Problem using LFSR random number generator in CUDA FORTRAN

I’ve been trying to port this random number generator into CUDA. It’s a linear feedback shift register RNG, which satisfies the park-miller minimum standard. The source code can be found here: http://www.physics.udel.edu/~bnikolic/teaching/phys660/F90/rlfsr113.f90

After seeding, the random numbers are generated like so:

      b  = ishft(ieor(ishft(z1,6),z1),-13)
      z1 = ieor(ishft(iand(z1,-2),18),b)

      b  = ishft(ieor(ishft(z2,2),z2),-27)
      z2 = ieor(ishft(iand(z2,-8),2),b)

      b  = ishft(ieor(ishft(z3,13),z3),-21)
      z3 = ieor(ishft(iand(z3,-16),7),b)

      b  = ishft(ieor(ishft(z4,3),z4),-12)
      z4 = ieor(ishft(iand(z4,-128),13),b)

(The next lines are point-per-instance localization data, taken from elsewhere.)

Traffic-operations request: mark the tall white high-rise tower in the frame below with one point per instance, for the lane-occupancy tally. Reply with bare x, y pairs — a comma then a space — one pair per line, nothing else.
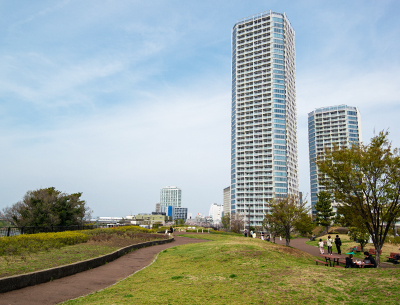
264, 114
170, 196
329, 126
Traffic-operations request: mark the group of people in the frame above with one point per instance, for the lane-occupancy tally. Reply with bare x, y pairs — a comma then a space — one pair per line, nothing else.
254, 235
369, 261
329, 243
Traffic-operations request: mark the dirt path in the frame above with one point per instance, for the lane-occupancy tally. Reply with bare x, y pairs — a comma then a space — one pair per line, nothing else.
89, 281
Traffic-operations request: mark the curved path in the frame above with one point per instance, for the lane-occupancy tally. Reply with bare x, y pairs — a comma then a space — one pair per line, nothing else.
83, 283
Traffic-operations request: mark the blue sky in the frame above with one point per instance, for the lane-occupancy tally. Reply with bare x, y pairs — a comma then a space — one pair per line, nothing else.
117, 99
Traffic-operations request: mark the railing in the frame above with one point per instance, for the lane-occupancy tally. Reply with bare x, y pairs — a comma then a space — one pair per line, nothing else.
14, 231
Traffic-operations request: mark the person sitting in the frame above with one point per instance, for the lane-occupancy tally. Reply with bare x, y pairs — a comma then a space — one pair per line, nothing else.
368, 259
349, 262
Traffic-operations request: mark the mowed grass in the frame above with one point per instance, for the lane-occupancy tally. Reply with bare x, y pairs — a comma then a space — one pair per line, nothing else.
13, 265
238, 270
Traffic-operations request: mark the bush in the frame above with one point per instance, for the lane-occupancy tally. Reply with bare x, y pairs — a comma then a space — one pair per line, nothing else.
30, 243
338, 230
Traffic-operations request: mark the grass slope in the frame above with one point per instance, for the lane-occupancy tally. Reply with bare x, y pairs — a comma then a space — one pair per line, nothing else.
232, 269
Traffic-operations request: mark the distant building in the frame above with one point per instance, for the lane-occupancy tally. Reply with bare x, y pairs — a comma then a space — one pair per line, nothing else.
227, 201
329, 126
170, 196
105, 220
264, 161
145, 218
215, 212
177, 213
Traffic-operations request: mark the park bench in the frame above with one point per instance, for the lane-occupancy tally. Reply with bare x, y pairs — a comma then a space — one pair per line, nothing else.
372, 251
355, 249
321, 262
393, 256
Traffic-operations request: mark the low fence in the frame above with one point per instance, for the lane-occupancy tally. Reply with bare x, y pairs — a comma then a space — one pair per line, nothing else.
14, 231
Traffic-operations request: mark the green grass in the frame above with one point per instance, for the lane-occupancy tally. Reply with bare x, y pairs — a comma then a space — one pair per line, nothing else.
231, 269
13, 265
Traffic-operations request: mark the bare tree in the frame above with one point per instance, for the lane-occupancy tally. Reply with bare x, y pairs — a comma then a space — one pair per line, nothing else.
237, 223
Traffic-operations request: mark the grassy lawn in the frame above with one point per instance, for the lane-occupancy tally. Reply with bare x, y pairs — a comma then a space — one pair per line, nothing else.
101, 242
232, 269
13, 265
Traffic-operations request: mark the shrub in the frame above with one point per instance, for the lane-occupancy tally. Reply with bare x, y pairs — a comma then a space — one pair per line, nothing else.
30, 243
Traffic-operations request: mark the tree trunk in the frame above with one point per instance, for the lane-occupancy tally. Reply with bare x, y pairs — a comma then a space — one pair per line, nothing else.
377, 256
287, 237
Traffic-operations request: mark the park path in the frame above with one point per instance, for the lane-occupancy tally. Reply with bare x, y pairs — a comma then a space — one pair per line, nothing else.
89, 281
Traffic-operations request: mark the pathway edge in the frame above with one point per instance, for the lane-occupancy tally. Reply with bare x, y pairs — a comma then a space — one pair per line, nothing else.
33, 278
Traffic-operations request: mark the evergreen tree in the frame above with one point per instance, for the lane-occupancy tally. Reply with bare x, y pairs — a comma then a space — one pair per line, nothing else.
365, 179
324, 210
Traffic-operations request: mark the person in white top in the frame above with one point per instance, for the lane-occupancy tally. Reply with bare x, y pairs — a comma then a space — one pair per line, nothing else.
321, 246
329, 242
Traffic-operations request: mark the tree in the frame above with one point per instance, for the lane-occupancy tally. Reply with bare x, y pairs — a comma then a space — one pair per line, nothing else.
304, 225
359, 235
365, 179
226, 220
48, 207
324, 209
237, 223
285, 213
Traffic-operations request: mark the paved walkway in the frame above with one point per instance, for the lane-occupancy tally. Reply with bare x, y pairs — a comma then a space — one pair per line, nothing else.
83, 283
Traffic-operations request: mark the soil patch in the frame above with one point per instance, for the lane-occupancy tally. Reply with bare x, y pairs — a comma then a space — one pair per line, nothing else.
89, 281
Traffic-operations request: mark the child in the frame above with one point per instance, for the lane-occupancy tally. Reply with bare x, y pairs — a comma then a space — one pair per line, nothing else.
321, 246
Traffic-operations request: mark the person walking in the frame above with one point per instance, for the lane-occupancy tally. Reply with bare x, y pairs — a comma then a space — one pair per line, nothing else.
329, 242
321, 246
338, 243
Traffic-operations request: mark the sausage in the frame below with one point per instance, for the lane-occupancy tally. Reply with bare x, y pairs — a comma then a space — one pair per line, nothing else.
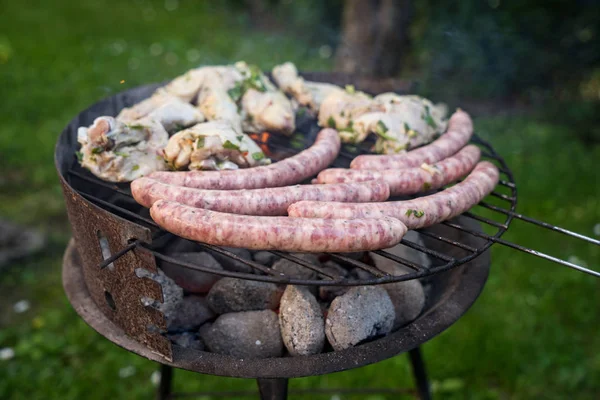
460, 130
411, 180
286, 172
269, 201
417, 213
277, 233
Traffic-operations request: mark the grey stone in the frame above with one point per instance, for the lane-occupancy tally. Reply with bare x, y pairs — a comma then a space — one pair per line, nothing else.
191, 280
295, 270
355, 256
230, 264
362, 313
408, 297
232, 294
301, 322
248, 334
335, 269
190, 313
265, 258
188, 340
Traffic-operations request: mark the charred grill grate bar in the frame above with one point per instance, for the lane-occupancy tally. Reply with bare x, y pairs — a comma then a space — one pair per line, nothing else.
118, 199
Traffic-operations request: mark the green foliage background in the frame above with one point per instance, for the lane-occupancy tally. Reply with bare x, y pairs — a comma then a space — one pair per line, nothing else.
533, 332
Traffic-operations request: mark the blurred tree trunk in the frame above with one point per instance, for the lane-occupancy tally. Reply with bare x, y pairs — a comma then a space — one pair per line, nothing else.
374, 37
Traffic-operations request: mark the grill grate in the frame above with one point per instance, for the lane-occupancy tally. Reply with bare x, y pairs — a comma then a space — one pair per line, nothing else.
501, 204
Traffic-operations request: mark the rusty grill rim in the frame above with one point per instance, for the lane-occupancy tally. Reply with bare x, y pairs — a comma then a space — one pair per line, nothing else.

      rand_num=ishft( ieor(ieor(ieor(z1,z2),z3),z4) , -1)*4.656612873077d-10

When this works correctly, I get a uniform distribution of random reals between 0 and 1. The problem is, when I port this random number generator into CUDA, I don’t get the same numbers, and I get negative numbers as well. I figured out that the problem was to do with the fact that in FORTRAN, when you do a negative bit shift to a negative 32-bit integer, it cycles back to the highest positive integer (e.g, ISHFT(-4,-1) = 2147483646
). But when I do the same on CUDA, the number stays negative (e.g, ISHFT(-4,-1) = -2).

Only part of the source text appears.